Our genome-wide CRISPR-dCas9 activation screen using MDS-derived AML cells indicates that mitotic regulation is critical for DAC resistance. DAC strongly induces abnormal mitosis (abscission failure or tripolar mitosis) in human myeloid tumors at clinical concentrations, especially in those with TP53 mutations or antecedent hematological disorders. This DAC-induced mitotic disruption and apoptosis are significantly attenuated in DNMT1-depleted cells. In contrast, overexpression of Dnmt1, but not the catalytically inactive mutant, enhances DAC-induced mitotic defects in myeloid tumors. We also demonstrate that DAC-induced mitotic disruption is enhanced by pharmacological inhibition of the ATR-CLSPN-CHK1 pathway. In addition, transcriptome and metabolome analyses combined with our screen revealed the involvement of cholesterol metabolism in DAC resistance.
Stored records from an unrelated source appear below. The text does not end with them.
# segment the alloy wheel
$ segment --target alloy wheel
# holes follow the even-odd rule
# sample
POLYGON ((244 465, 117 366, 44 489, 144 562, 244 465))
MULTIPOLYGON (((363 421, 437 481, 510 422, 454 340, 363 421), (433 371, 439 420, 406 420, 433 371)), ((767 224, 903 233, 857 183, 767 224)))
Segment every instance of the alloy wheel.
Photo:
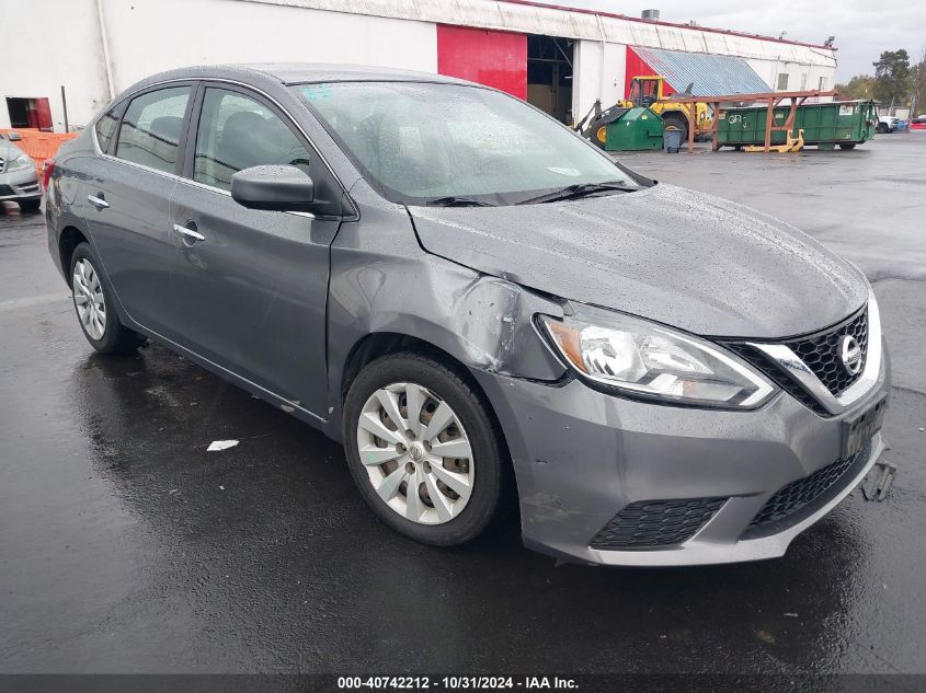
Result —
POLYGON ((91 339, 99 342, 106 332, 106 302, 103 300, 103 286, 96 269, 85 257, 75 264, 71 284, 80 324, 91 339))
POLYGON ((469 501, 470 439, 450 405, 422 385, 374 392, 361 409, 357 449, 376 494, 412 522, 449 522, 469 501))

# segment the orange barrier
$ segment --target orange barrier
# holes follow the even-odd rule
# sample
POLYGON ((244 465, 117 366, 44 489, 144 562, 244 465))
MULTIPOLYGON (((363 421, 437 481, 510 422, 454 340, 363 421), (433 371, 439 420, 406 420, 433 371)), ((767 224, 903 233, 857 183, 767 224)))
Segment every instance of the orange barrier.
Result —
POLYGON ((45 169, 45 160, 52 159, 55 155, 61 142, 78 136, 77 132, 43 132, 30 128, 3 128, 0 129, 0 132, 4 135, 7 132, 19 132, 22 135, 23 139, 19 142, 13 142, 13 145, 32 158, 35 162, 35 171, 39 177, 45 169))

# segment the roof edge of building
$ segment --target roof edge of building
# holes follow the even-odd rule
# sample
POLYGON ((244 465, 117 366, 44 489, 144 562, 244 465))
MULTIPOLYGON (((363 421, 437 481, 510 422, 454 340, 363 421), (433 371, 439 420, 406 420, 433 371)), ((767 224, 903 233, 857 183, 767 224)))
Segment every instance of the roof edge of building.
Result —
POLYGON ((763 34, 751 34, 748 32, 741 32, 732 28, 718 28, 714 26, 701 26, 700 24, 682 24, 679 22, 666 22, 665 20, 644 20, 640 16, 630 16, 629 14, 620 14, 618 12, 607 12, 606 10, 592 10, 588 8, 573 8, 564 4, 557 4, 556 2, 544 2, 542 0, 495 0, 496 2, 507 2, 511 4, 523 4, 527 7, 545 8, 548 10, 560 10, 562 12, 579 12, 580 14, 597 14, 599 16, 607 16, 615 20, 624 20, 626 22, 639 22, 641 24, 655 24, 656 26, 672 26, 673 28, 687 28, 698 32, 709 32, 711 34, 727 34, 728 36, 740 36, 742 38, 755 38, 757 41, 770 41, 777 44, 788 44, 790 46, 802 46, 804 48, 821 48, 823 50, 838 50, 835 46, 825 46, 823 44, 811 44, 803 41, 792 41, 790 38, 776 38, 775 36, 764 36, 763 34))

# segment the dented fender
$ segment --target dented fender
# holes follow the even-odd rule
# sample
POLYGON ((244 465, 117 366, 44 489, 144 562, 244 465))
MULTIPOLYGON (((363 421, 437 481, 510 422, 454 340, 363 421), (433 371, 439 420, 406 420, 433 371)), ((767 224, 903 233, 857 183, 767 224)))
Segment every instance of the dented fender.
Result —
POLYGON ((565 369, 538 334, 534 316, 562 316, 561 303, 427 253, 404 210, 396 207, 365 209, 363 221, 344 223, 331 247, 329 432, 340 428, 351 356, 370 335, 423 340, 478 371, 560 379, 565 369))

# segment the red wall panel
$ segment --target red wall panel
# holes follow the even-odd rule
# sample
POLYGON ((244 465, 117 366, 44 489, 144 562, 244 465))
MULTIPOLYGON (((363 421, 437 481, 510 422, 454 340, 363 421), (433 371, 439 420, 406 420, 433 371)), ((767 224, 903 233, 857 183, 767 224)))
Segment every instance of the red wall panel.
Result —
POLYGON ((527 99, 527 36, 438 24, 437 71, 527 99))
MULTIPOLYGON (((659 74, 659 72, 651 68, 643 58, 638 56, 632 46, 627 46, 627 71, 624 74, 624 97, 627 99, 630 95, 630 82, 635 77, 650 77, 652 74, 659 74)), ((662 85, 663 96, 674 93, 675 89, 673 89, 672 84, 667 80, 664 81, 662 85)))

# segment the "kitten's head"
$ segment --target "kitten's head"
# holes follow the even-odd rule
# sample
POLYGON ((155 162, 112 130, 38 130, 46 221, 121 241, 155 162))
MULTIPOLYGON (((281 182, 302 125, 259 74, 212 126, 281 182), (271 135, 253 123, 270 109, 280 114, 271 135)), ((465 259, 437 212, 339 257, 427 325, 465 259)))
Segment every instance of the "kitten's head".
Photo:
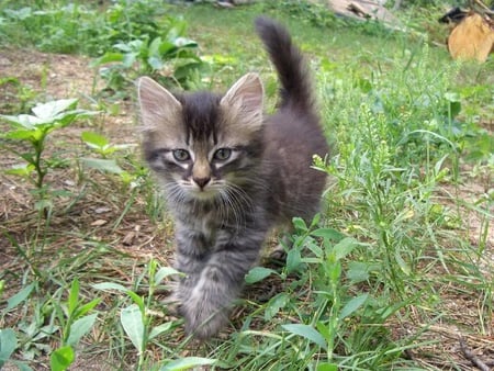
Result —
POLYGON ((227 200, 252 181, 262 155, 262 97, 255 74, 224 97, 175 97, 150 78, 138 80, 144 155, 169 198, 227 200))

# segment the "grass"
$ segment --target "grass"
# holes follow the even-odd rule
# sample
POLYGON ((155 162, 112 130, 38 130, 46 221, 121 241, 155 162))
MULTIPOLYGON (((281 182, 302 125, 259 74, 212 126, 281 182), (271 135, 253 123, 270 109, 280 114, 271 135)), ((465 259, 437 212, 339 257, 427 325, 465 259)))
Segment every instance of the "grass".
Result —
MULTIPOLYGON (((80 85, 76 91, 89 91, 75 97, 79 105, 100 114, 53 132, 46 143, 47 159, 69 164, 45 177, 55 191, 49 217, 35 211, 26 181, 0 176, 0 364, 8 359, 8 367, 64 369, 64 357, 61 363, 53 359, 69 346, 74 370, 211 362, 212 370, 473 370, 465 353, 451 350, 460 340, 481 361, 494 358, 492 58, 458 64, 423 30, 401 34, 347 24, 302 1, 235 10, 47 1, 47 13, 58 10, 25 23, 40 4, 0 5, 0 42, 13 65, 0 83, 9 97, 1 110, 18 115, 46 97, 72 98, 57 88, 70 81, 80 85), (24 5, 32 10, 23 21, 24 5), (119 98, 132 97, 132 88, 114 85, 122 94, 109 97, 98 70, 88 67, 79 77, 70 65, 60 69, 57 58, 68 56, 54 55, 31 75, 16 74, 16 60, 41 60, 36 49, 101 57, 117 41, 110 35, 125 41, 156 31, 139 15, 161 25, 179 16, 206 60, 182 86, 224 90, 257 70, 271 104, 276 77, 251 27, 259 13, 289 25, 315 71, 334 147, 328 165, 316 161, 330 179, 326 205, 312 225, 294 221, 287 265, 267 261, 251 271, 232 326, 198 345, 162 304, 170 290, 172 221, 139 151, 121 146, 137 142, 134 106, 119 98), (77 16, 88 22, 83 30, 99 27, 70 38, 77 16), (92 140, 101 150, 122 149, 102 158, 81 138, 88 131, 99 133, 92 140), (88 158, 98 166, 88 167, 88 158), (82 333, 81 322, 94 315, 82 333), (4 344, 15 344, 11 353, 4 344)), ((0 146, 2 168, 16 164, 0 146)))

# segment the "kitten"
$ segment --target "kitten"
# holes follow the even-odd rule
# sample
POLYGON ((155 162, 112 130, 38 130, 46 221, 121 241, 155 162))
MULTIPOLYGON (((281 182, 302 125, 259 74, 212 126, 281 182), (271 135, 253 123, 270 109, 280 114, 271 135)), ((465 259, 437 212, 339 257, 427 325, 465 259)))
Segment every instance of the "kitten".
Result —
POLYGON ((138 81, 145 159, 176 222, 176 265, 186 274, 175 296, 186 330, 217 334, 267 233, 317 212, 326 177, 311 168, 328 147, 301 52, 267 18, 256 29, 281 83, 278 112, 262 113, 256 74, 224 94, 171 94, 138 81))

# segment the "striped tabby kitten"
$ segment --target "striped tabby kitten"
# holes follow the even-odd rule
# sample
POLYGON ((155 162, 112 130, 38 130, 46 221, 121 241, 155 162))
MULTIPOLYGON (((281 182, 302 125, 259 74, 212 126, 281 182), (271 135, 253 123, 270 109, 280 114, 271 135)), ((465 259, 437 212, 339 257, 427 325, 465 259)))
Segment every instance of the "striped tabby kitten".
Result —
POLYGON ((280 79, 280 104, 262 113, 259 76, 247 74, 224 94, 171 94, 138 81, 143 149, 176 222, 176 266, 186 273, 175 292, 186 330, 217 334, 267 233, 310 221, 325 175, 311 168, 328 148, 306 66, 287 30, 259 18, 257 32, 280 79))

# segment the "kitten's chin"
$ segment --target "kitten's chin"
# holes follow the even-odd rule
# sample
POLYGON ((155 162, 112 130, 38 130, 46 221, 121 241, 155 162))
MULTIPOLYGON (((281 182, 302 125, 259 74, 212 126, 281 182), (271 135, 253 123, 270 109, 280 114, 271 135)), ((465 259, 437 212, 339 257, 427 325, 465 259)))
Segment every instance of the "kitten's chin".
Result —
POLYGON ((198 201, 213 201, 218 196, 218 194, 220 193, 217 191, 207 189, 189 191, 189 196, 198 201))

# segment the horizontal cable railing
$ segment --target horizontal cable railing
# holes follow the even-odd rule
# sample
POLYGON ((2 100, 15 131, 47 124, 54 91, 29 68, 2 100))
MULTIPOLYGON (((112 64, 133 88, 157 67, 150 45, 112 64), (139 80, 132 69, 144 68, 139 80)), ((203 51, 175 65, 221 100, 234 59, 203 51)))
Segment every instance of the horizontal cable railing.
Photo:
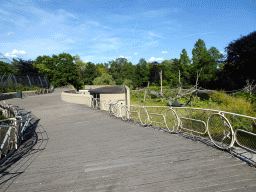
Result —
POLYGON ((240 146, 256 153, 256 117, 192 107, 123 105, 100 99, 97 99, 97 105, 103 110, 109 107, 111 115, 123 120, 208 138, 220 149, 240 146))

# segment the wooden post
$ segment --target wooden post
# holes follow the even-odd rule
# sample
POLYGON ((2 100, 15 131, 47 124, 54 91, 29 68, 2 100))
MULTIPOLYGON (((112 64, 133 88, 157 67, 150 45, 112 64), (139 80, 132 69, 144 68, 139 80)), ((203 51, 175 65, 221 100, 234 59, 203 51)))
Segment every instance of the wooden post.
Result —
POLYGON ((161 81, 161 98, 162 98, 162 102, 163 102, 163 82, 162 82, 162 80, 163 80, 163 71, 161 70, 161 72, 159 72, 159 74, 160 74, 160 81, 161 81))
MULTIPOLYGON (((149 81, 148 81, 148 87, 149 87, 149 81)), ((146 96, 147 96, 148 87, 145 89, 145 93, 144 93, 144 100, 143 100, 143 102, 145 102, 145 101, 146 101, 146 96)))

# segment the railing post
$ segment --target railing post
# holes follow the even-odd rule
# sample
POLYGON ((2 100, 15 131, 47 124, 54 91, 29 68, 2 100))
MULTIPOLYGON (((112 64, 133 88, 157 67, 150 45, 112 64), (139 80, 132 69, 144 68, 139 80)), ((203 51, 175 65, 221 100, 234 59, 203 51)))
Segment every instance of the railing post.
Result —
POLYGON ((29 84, 30 84, 31 91, 32 91, 32 84, 31 84, 31 81, 30 81, 30 79, 29 79, 29 76, 28 76, 28 75, 27 75, 27 78, 28 78, 28 82, 29 82, 29 84))

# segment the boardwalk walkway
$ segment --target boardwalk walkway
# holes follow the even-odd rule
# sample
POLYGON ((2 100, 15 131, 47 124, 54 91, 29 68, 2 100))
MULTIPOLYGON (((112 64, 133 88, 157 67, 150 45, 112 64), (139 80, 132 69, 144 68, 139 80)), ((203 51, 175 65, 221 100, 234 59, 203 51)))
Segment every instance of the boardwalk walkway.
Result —
POLYGON ((31 135, 2 165, 0 191, 256 191, 256 169, 178 134, 61 101, 62 90, 6 103, 31 135))

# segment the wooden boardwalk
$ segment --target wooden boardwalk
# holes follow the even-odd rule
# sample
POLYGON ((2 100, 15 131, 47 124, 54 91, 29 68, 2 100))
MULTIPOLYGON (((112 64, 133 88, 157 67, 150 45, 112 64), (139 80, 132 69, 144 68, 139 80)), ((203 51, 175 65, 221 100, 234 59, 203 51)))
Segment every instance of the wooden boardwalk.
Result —
POLYGON ((10 99, 31 134, 1 166, 0 191, 256 191, 256 169, 199 141, 61 101, 10 99))

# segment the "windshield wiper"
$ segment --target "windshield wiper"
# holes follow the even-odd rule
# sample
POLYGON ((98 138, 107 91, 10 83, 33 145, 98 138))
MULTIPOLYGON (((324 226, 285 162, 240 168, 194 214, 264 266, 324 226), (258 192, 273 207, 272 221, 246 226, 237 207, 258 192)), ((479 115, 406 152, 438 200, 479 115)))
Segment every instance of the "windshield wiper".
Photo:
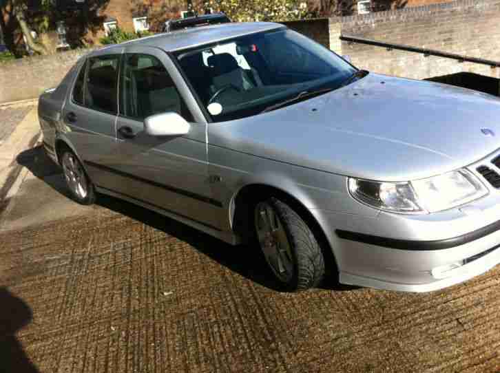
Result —
POLYGON ((291 98, 289 98, 288 100, 285 100, 284 101, 281 101, 280 103, 278 103, 277 104, 268 106, 264 110, 260 111, 260 114, 275 110, 276 109, 279 109, 280 107, 283 107, 284 106, 291 105, 295 101, 299 101, 300 100, 309 98, 314 96, 319 96, 320 94, 329 92, 331 91, 333 91, 333 89, 335 89, 337 87, 335 87, 334 88, 324 88, 323 89, 317 89, 315 91, 302 91, 302 92, 299 93, 296 96, 294 96, 291 98))
POLYGON ((354 72, 354 73, 347 78, 342 85, 340 85, 340 87, 344 87, 344 85, 347 85, 348 84, 351 84, 354 81, 356 81, 359 79, 360 78, 363 78, 364 76, 366 76, 366 75, 368 74, 368 71, 367 70, 357 70, 354 72))

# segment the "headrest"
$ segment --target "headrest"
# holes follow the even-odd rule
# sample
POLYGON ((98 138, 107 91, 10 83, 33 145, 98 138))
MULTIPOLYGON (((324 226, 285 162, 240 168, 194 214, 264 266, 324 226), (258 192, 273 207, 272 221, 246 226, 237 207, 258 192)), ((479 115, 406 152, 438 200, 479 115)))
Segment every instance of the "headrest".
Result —
POLYGON ((210 56, 207 62, 209 66, 213 67, 217 75, 230 72, 239 68, 236 59, 229 53, 210 56))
Inhibition of cholesterol synthesis using statins delayed mitotic progression, suggesting that cholesterol is also important for proper mitosis. Moreover, co-treatment with DAC and statin caused mitotic catastrophe and showed synergistic growth-inhibitory effects in leukemia cells.

Conclusions

These data challenge the current assumption that DAC inhibits leukemogenesis through DNMT1 inhibition and subsequent DNA hypomethylation and highlight the potent activity of DAC to disrupt mitosis through aberrant DNMT1-DNA covalent bonds.